Simon Sapin <simon.sapin@octobus.net> [Fri, 30 Apr 2021 15:40:11 +0200] rev 47135
rust: Remove handling of `parents` in `DirstateMap`
The Python wrapper class `dirstatemap` can take care of it.
This removes the need to have both `_rustmap` and `_inner_rustmap`.
Differential Revision: https://phab.mercurial-scm.org/D10555
Simon Sapin <simon.sapin@octobus.net> [Fri, 30 Apr 2021 14:22:14 +0200] rev 47134
dirstate-tree: Fold "tracked descendants" counter update in main walk
For the purpose of implementing `has_tracked_dir` (which means "has tracked
descendants) without an expensive sub-tree traversal, we maintaing a counter
of tracked descendants on each "directory" node of the tree-shaped dirstate.

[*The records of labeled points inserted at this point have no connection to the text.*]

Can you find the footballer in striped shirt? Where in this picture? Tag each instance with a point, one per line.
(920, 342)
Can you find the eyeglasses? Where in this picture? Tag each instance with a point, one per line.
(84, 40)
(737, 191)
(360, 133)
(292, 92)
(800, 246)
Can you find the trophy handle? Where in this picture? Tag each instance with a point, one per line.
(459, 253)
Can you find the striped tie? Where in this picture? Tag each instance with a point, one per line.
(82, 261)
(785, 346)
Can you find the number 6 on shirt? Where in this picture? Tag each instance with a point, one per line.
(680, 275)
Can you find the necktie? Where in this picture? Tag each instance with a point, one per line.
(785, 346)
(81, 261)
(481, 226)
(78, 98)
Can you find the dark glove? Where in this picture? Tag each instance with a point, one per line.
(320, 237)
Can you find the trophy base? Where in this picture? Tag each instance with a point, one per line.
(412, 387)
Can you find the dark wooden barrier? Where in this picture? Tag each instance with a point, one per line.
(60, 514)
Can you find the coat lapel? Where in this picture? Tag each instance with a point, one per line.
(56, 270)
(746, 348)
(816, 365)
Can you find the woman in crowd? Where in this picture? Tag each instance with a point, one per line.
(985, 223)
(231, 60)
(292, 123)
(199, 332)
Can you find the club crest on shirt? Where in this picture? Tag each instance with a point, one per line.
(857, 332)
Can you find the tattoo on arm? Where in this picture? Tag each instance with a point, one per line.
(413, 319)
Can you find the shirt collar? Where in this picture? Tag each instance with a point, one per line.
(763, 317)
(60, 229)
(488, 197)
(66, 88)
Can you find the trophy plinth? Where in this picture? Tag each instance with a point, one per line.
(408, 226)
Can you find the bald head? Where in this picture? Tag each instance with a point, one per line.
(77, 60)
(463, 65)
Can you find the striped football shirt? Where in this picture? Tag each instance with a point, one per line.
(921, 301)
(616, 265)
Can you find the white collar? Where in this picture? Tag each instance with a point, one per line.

Before this changeset, mutating or inserting a node at a given path would
involve:
* Walking the tree from root through ancestors to find the node or the spot
where to insert it
* Looking at the previous node if any to decide what counter update is needed
* Performing any node mutation
* Walking the tree *again* to update counters in ancestor nodes
When profiling `hg status` on a large repo, this second walk takes times
while loading a the dirstate from disk.
It turns out we have enough information to decide before he first tree walk
what counter update is needed. This changeset merges the two walks, gaining
~10% of the total time for `hg update` (in the same hyperfine benchmark as
the previous changeset).
---
Profiling was done by compiling with this `.cargo/config`:
[profile.release]
debug = true
then running with:
py-spy record -r 500 -n -o /tmp/hg.json --format speedscope -- \
./hg status -R $REPO --config experimental.dirstate-tree.in-memory=1
then visualizing the recorded JSON file in https://www.speedscope.app/
Differential Revision: https://phab.mercurial-scm.org/D10554
Simon Sapin <simon.sapin@octobus.net> [Thu, 29 Apr 2021 11:32:57 +0200] rev 47133
dirstate-tree: Use HashMap instead of BTreeMap
BTreeMap has the advantage of its "natural" iteration order being the one we need
in the status algorithm. With HashMap however, iteration order is undefined so
we need to allocate a Vec and sort it explicitly.
Unfortunately many BTreeMap operations are slower than in HashMap, and skipping
that extra allocation and sort is not enough to compensate.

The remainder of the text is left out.